Das stete Gleichbleiben zeichnet die Dinge aus, die an Gottes Ewigkeit teilhaben. Gottes Wissen ist somit auch immer gleichbleibend, denn Gott kann keine neuen Erkenntnisse hinzugewinnen, weil Zunahme eine Veränderung im Geist Gottes bedeuten würde. Dieser Besonderheit im Geist Gottes ist sich Augustinus durchaus bewusst. Folglich stellt das an Gott gerichtete Gebet für ihn nicht primär eine Bitte dar, denn Gott weiß, was er erbittet, sondern das Gebet und der Anruf an Gott stellt ein Sich-Öffnen und ein Sich-Bekennen zu Gott dar.

Das Bekennen zu Gott und die Barmherzigkeit von Seiten Gottes kann den Menschen zur Seligkeit führen. Da diese Seligkeit gleich zusetzen ist mit der Ewigkeit, bedeutet es nichts anderes, als dass der Mensch auf Erden unvollkommen ist. Erst wenn der Mensch aus der Zeit herausgenommen wird und in die Ewigkeit eintritt, wird auch er vollkommen.

Dieser Eintritt des Menschen in die Seligkeit, respektive Ewigkeit schafft aber für den Wesenscharakter der Ewigkeit ein Problem. Nimmt man eine allumfassende Ewigkeit an, in die alle selig werdenden Menschen übertreten, würde diese Ewigkeit eine Zunahme verzeichnen. Eine Zunahme und somit Veränderung ist aber das Zeichen der Unvollkommenheit.

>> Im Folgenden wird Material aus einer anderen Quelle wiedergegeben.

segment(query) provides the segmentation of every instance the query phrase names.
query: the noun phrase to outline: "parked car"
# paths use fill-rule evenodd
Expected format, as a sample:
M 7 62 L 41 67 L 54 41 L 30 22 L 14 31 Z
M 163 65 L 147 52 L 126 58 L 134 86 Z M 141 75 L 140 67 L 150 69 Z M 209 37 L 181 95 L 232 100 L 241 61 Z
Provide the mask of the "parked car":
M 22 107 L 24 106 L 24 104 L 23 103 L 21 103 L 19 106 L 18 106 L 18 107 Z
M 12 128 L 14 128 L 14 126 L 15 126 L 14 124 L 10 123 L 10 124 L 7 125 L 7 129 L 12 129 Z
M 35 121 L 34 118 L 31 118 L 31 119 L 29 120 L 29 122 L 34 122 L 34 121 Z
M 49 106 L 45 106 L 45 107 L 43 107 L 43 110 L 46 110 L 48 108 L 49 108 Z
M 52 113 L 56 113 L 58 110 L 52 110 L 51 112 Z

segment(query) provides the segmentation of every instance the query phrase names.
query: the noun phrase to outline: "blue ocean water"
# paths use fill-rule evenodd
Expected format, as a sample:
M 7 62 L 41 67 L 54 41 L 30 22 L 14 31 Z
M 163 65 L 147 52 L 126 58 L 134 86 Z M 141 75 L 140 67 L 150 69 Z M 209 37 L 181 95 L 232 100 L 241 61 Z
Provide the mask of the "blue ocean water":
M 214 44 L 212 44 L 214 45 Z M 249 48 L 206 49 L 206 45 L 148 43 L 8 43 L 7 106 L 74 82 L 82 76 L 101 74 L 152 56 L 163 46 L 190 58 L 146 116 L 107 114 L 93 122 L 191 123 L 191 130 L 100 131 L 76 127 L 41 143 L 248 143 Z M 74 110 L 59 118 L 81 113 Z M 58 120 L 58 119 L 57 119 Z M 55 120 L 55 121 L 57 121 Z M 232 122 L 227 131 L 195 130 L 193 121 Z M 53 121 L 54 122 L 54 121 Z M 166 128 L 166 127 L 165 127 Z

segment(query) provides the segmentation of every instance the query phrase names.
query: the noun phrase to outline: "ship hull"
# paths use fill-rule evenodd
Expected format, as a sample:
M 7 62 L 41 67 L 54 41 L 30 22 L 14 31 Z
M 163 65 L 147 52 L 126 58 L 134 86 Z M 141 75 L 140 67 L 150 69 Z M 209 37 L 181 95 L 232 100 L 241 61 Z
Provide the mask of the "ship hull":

Betrachtet man nun den Übertritt von der Zeit in die Ewigkeit aus der Sicht des übertretenden Menschen, ergäbe sich ein Beginn für die Ewigkeit des Menschen. Für den Menschen hätte es eine Zeit vor dem Übertritt gegeben. Dieses Problem würde sich nur lösen lassen, wenn der Mensch gleichzeitig in der Ewigkeit und in der Zeit existieren würde. Da die Ewigkeit aber das wahre Sein ist, und das Zeitliche zum Nicht-Sein tendiert, da es wandelbar ist, würde der Mensch gleichzeitig im Sein und im Fast-Nicht-Sein existieren.

Für Augustinus ist das Ziel und die Bestimmung des gläubigen Christen die Seligkeit. Aber dieser Übertritt von Einem (Zeit) zum Anderen (Ewigkeit) ist immer ein Wechsel, egal ob nun ein Orts- oder Zeitwechsel. Es gibt immer einen Anfang und ein Ende. Dieser Wechsel von einem zum anderen entspricht aber der Unvollkommenheit, denn Wechsel ist laut Definition Unvollkommenheit. Aber gerade das Attribut unvollkommen ist dem Wesen der Ewigkeit fremd.

Also stellt sich an diesem Punkt die Frage, ob der Mensch überhaupt zur Ewigkeit übertreten kann? Denn diese Ewigkeit müsste folgende Eigenschaften in sich vereinigen: Zeitlosigkeit und Veränderbarkeit. Wie dargestellt trägt Gottes Ewigkeit diese Eigenschaften nicht in sich, denn sie ist immerwährend und unveränderlich.